Deficits in executive functions likely have more effects in real-life situations than is currently appreciated, in part because the deficits may not be revealed with typical assessment measures (Levine, 2000). This is an important point in our understanding, diagnosis, and management of MCI, because executive functions are an important determinant of how individuals manage instrumental activities of daily living such as managing money or taking their medications (Carlson et al., 1999; Grisby, Kaye, Baxter, Shetterly, & Hamman, 1998; Sherod et al., 2009). Impairment of activities of daily living is a key defining characteristic of dementia. Therefore, we suggest that the use of the BADS, or a similar behavioral, ecologically relevant measure may be more effective in detecting executive dysfunction early in the course of a neurodegenerative disorder and identify those MCI patients who are more likely to progress to dementia. Further longitudinal studies are needed to address this question. Although it must be mentioned that there are substantial practice effects with executive tests, future longitudinal studies of healthy elderly individuals and those with MCI may be particularly helpful to detect changes in executive performance in an individual transition from normal cognition through to a state of dementia. Nevertheless, even from the cross-sectional perspective, our data suggest that the BADS provides unique information on executive functions performance with useful discriminative ability across a range of cognitive competence.

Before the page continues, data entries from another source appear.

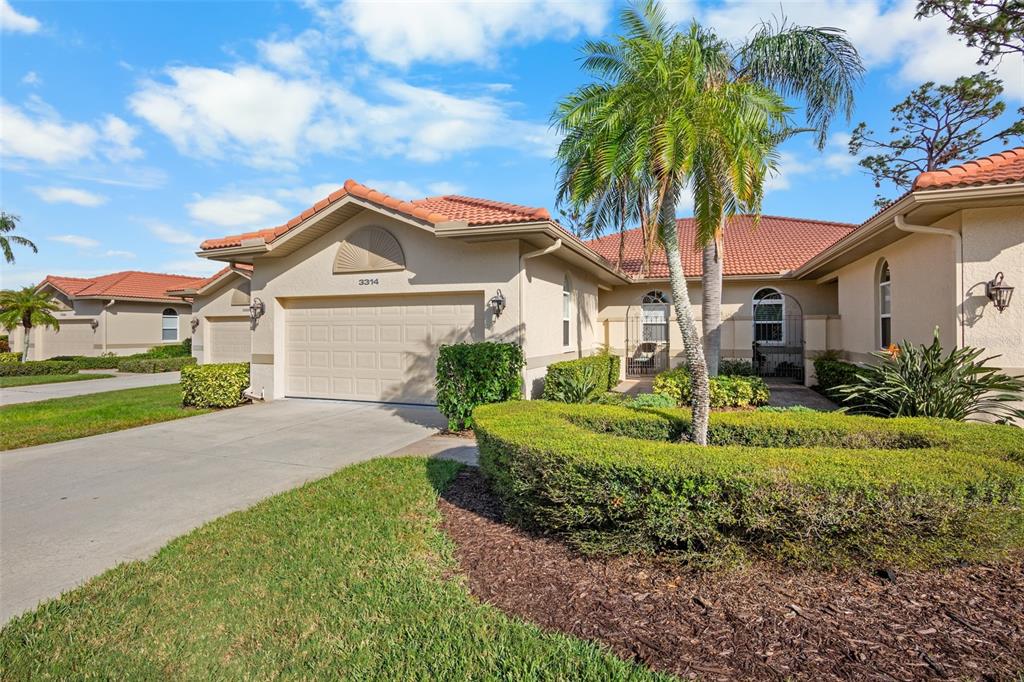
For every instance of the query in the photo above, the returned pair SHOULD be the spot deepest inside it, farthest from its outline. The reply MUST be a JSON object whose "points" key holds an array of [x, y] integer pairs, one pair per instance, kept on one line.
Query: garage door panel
{"points": [[380, 348]]}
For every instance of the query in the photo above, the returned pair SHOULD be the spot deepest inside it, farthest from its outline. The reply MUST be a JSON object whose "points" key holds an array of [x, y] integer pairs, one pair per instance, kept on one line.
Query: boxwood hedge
{"points": [[907, 492]]}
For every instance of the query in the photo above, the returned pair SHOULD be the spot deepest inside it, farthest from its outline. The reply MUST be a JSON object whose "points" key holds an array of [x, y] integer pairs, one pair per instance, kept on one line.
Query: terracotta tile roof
{"points": [[776, 245], [995, 169], [129, 284], [433, 210]]}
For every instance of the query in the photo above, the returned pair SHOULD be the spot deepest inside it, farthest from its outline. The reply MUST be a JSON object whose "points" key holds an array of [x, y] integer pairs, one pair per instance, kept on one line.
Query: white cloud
{"points": [[11, 22], [454, 31], [69, 196], [233, 211], [76, 241], [271, 120], [170, 235]]}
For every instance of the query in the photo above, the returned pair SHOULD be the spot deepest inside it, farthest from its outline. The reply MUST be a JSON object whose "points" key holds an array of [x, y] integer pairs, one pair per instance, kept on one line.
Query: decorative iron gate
{"points": [[647, 336], [778, 335]]}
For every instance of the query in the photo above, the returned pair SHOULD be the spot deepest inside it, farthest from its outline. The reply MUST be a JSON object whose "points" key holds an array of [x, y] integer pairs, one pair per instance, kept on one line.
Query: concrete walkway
{"points": [[71, 510], [67, 389]]}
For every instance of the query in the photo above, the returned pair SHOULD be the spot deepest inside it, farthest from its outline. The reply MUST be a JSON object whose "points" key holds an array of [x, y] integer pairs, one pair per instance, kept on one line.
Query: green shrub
{"points": [[563, 380], [137, 365], [36, 368], [474, 374], [214, 385], [726, 390], [921, 381], [581, 472], [833, 373], [735, 368]]}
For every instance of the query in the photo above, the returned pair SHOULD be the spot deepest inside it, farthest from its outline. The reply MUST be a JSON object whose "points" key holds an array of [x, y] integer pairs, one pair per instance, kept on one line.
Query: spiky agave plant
{"points": [[922, 381]]}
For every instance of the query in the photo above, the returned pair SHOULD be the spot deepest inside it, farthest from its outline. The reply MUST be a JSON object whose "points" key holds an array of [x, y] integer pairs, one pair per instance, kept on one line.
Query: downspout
{"points": [[522, 273], [957, 242]]}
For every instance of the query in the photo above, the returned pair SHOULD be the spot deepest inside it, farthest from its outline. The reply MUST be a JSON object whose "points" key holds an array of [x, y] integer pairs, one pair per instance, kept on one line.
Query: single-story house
{"points": [[351, 298], [122, 313]]}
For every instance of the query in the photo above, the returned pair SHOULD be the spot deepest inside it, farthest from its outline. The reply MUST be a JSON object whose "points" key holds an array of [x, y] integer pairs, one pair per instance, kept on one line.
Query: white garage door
{"points": [[229, 340], [375, 348]]}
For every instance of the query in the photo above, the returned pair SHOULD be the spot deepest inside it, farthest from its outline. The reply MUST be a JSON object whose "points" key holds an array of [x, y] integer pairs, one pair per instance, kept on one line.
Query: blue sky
{"points": [[132, 130]]}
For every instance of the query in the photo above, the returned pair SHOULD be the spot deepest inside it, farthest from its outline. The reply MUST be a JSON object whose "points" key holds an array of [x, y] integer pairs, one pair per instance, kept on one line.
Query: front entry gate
{"points": [[778, 336]]}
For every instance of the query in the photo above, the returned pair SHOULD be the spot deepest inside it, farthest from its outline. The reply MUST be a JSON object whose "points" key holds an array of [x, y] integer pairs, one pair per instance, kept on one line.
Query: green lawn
{"points": [[9, 382], [346, 578], [62, 419]]}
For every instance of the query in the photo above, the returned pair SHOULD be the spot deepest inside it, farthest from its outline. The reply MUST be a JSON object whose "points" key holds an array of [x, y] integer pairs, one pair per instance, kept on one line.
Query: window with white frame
{"points": [[654, 306], [885, 306], [169, 331], [566, 310], [769, 309]]}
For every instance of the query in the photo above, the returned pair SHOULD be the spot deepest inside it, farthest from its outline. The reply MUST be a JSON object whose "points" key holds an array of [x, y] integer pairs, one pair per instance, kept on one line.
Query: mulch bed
{"points": [[764, 622]]}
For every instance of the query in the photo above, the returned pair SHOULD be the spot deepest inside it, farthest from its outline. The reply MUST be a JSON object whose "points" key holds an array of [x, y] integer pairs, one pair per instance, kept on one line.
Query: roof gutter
{"points": [[957, 244]]}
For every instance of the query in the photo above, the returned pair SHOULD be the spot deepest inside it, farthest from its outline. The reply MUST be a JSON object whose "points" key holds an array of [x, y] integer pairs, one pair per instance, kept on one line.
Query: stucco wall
{"points": [[924, 285], [993, 241]]}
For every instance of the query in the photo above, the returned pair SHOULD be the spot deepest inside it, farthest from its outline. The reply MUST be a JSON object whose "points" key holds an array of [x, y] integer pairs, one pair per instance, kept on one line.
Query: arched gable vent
{"points": [[370, 250]]}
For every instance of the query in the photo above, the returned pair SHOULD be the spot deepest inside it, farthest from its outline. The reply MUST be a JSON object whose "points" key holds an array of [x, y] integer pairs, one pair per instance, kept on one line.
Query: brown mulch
{"points": [[763, 622]]}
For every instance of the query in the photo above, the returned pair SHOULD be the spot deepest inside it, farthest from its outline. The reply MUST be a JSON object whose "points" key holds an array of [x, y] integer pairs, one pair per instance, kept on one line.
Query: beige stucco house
{"points": [[121, 313], [352, 298]]}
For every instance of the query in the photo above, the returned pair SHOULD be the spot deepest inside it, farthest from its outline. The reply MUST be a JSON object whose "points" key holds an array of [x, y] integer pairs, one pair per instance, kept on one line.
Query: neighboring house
{"points": [[122, 313], [352, 298]]}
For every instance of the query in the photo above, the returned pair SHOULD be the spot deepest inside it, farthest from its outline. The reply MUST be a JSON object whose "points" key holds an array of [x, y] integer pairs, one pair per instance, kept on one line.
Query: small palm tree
{"points": [[662, 118], [27, 308], [8, 223]]}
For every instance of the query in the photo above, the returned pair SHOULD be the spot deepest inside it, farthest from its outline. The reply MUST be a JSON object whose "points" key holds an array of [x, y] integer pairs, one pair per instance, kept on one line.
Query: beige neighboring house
{"points": [[352, 298], [122, 312]]}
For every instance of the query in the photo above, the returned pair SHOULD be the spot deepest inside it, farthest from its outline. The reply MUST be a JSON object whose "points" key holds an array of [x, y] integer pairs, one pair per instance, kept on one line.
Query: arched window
{"points": [[885, 306], [654, 305], [566, 310], [768, 312], [169, 330]]}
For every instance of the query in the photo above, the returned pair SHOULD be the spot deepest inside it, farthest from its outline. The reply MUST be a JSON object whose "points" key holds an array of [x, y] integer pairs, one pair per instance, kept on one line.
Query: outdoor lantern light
{"points": [[998, 292], [497, 303], [256, 309]]}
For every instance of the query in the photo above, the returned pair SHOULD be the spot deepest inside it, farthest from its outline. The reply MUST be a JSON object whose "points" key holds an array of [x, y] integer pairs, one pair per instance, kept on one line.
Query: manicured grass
{"points": [[10, 382], [346, 578], [64, 419]]}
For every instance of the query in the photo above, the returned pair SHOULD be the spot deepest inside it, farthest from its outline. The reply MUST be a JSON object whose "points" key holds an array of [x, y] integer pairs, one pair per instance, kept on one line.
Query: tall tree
{"points": [[27, 308], [994, 26], [820, 68], [662, 117], [934, 127], [8, 223]]}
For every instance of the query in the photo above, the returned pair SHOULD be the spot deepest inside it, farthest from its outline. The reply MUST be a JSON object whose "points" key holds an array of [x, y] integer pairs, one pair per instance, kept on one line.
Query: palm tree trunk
{"points": [[700, 400], [711, 305]]}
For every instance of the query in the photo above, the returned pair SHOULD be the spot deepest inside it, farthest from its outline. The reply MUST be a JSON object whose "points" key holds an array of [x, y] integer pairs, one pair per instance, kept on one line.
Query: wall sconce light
{"points": [[256, 309], [998, 292], [497, 303]]}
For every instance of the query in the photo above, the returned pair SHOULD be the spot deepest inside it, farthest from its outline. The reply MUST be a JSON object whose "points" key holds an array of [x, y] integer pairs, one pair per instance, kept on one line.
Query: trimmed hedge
{"points": [[214, 385], [154, 365], [833, 373], [473, 374], [583, 472], [36, 368], [605, 370], [726, 390]]}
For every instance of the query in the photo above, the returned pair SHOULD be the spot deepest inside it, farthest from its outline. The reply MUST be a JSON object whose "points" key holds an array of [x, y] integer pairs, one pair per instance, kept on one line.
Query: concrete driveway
{"points": [[117, 382], [71, 510]]}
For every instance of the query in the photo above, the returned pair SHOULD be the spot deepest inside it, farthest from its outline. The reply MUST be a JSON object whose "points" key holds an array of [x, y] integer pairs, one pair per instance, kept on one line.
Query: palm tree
{"points": [[817, 66], [663, 118], [8, 223], [27, 308]]}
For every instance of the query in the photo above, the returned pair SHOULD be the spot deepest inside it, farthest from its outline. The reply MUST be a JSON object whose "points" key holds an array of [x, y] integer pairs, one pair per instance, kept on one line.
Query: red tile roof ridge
{"points": [[966, 172]]}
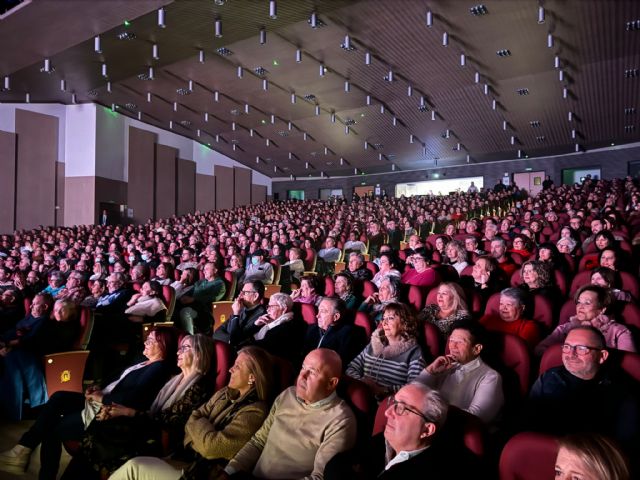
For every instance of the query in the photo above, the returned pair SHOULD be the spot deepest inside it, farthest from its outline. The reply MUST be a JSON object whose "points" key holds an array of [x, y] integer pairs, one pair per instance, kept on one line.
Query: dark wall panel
{"points": [[258, 193], [242, 185], [165, 188], [224, 187], [205, 192], [186, 184], [36, 169], [7, 181], [141, 182]]}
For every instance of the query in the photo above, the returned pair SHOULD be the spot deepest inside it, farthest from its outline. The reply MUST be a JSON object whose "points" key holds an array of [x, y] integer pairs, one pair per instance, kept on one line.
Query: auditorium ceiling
{"points": [[337, 87]]}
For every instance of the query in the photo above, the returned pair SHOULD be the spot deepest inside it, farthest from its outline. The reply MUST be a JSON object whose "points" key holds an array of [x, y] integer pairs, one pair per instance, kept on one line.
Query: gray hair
{"points": [[283, 300], [516, 294], [434, 406]]}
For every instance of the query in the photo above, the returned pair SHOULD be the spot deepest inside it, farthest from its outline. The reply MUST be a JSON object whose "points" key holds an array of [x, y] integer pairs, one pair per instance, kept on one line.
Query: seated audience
{"points": [[449, 308], [584, 394], [246, 308], [592, 304], [393, 356], [195, 306], [120, 433], [67, 414], [589, 456], [334, 331], [511, 317], [343, 287], [280, 449], [462, 378]]}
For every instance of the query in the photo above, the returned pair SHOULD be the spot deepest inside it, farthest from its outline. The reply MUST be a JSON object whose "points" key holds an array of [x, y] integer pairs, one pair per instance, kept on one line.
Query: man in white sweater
{"points": [[307, 425]]}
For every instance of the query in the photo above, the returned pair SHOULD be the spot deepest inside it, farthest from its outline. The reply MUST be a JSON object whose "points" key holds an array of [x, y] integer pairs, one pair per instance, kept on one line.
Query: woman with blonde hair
{"points": [[450, 307], [590, 456]]}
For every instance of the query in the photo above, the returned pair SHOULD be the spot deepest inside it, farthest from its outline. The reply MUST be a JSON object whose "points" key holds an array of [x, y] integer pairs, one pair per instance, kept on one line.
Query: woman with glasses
{"points": [[393, 357], [592, 304], [67, 414], [120, 433], [217, 430]]}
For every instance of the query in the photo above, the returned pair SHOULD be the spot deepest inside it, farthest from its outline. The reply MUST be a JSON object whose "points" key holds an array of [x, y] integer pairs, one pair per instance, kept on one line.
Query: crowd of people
{"points": [[409, 298]]}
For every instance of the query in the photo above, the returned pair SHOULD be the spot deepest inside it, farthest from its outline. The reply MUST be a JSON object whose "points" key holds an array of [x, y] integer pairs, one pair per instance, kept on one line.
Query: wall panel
{"points": [[37, 153], [7, 181], [205, 192], [186, 185], [258, 193], [140, 191], [242, 186], [224, 187], [165, 184]]}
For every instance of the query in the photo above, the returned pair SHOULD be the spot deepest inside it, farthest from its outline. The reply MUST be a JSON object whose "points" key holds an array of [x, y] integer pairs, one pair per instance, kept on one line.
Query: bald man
{"points": [[308, 424]]}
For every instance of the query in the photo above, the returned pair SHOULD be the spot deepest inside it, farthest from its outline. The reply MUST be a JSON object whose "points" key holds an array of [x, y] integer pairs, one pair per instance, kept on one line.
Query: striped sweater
{"points": [[390, 366]]}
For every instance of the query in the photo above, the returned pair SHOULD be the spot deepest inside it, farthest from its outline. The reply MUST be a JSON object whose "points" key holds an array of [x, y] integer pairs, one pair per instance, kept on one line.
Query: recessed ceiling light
{"points": [[478, 10], [126, 36], [224, 51]]}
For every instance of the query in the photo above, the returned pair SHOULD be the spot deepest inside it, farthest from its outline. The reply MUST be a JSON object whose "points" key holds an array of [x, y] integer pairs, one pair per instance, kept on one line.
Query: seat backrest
{"points": [[434, 339], [65, 371], [581, 278], [225, 356], [415, 297], [363, 320], [221, 312], [551, 358], [169, 296], [630, 283], [528, 456], [368, 288], [86, 327]]}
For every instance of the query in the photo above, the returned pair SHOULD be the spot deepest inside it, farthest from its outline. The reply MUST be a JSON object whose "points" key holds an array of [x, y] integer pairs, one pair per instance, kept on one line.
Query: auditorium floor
{"points": [[10, 433]]}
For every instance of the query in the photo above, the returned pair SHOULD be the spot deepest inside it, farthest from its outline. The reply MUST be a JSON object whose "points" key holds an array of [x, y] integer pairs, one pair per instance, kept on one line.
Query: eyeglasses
{"points": [[580, 350], [400, 408]]}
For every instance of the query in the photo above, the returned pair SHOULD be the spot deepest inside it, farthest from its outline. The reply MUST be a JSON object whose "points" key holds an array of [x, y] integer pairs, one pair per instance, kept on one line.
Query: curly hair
{"points": [[408, 322]]}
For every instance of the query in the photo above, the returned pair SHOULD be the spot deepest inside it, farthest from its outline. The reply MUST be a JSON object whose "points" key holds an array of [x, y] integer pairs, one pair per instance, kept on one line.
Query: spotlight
{"points": [[161, 23]]}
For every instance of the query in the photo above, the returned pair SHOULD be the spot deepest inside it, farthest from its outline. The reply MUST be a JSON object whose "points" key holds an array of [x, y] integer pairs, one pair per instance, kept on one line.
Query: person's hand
{"points": [[441, 365], [236, 306], [373, 298], [264, 320]]}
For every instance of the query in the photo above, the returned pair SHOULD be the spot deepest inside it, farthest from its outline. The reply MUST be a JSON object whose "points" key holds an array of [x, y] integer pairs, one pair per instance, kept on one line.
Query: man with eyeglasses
{"points": [[247, 308], [586, 393]]}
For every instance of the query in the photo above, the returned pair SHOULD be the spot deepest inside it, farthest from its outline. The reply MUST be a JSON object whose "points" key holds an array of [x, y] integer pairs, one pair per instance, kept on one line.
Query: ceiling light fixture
{"points": [[161, 23]]}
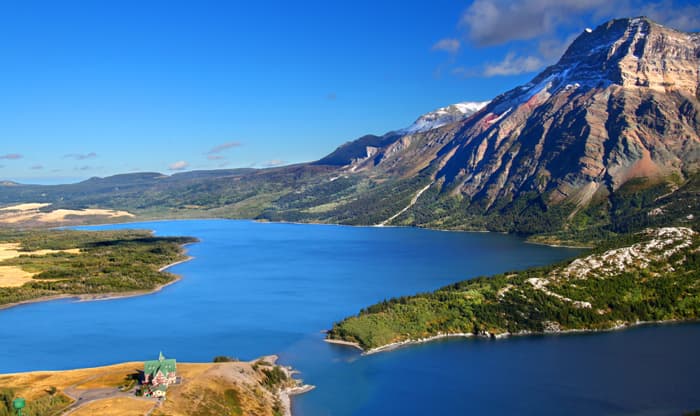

We cannot demonstrate that the BADS is more sensitive to executive deficits than other classic executive tasks, because other executive tests were not included for comparison. However, we have found differences between the three groups on some of the BADS subtests performances, including the Zoo Map Test, Rule Shift Cards Test, and Action Program Test. Moreover, from our clinical experience, we find that neuropsychological assessment tests such as the BADS allows a more “real world” approach of the patient's experience and this seems to minimize negative reactions during tests, which may increase the validity of the assessment.
ACKNOWLEDGMENTS
The information in this manuscript and the manuscript itself has never been published either electronically or in print. Completion of this research did not involve any financial or other relationships that could be interpreted as a conflict of interest affecting this manuscript.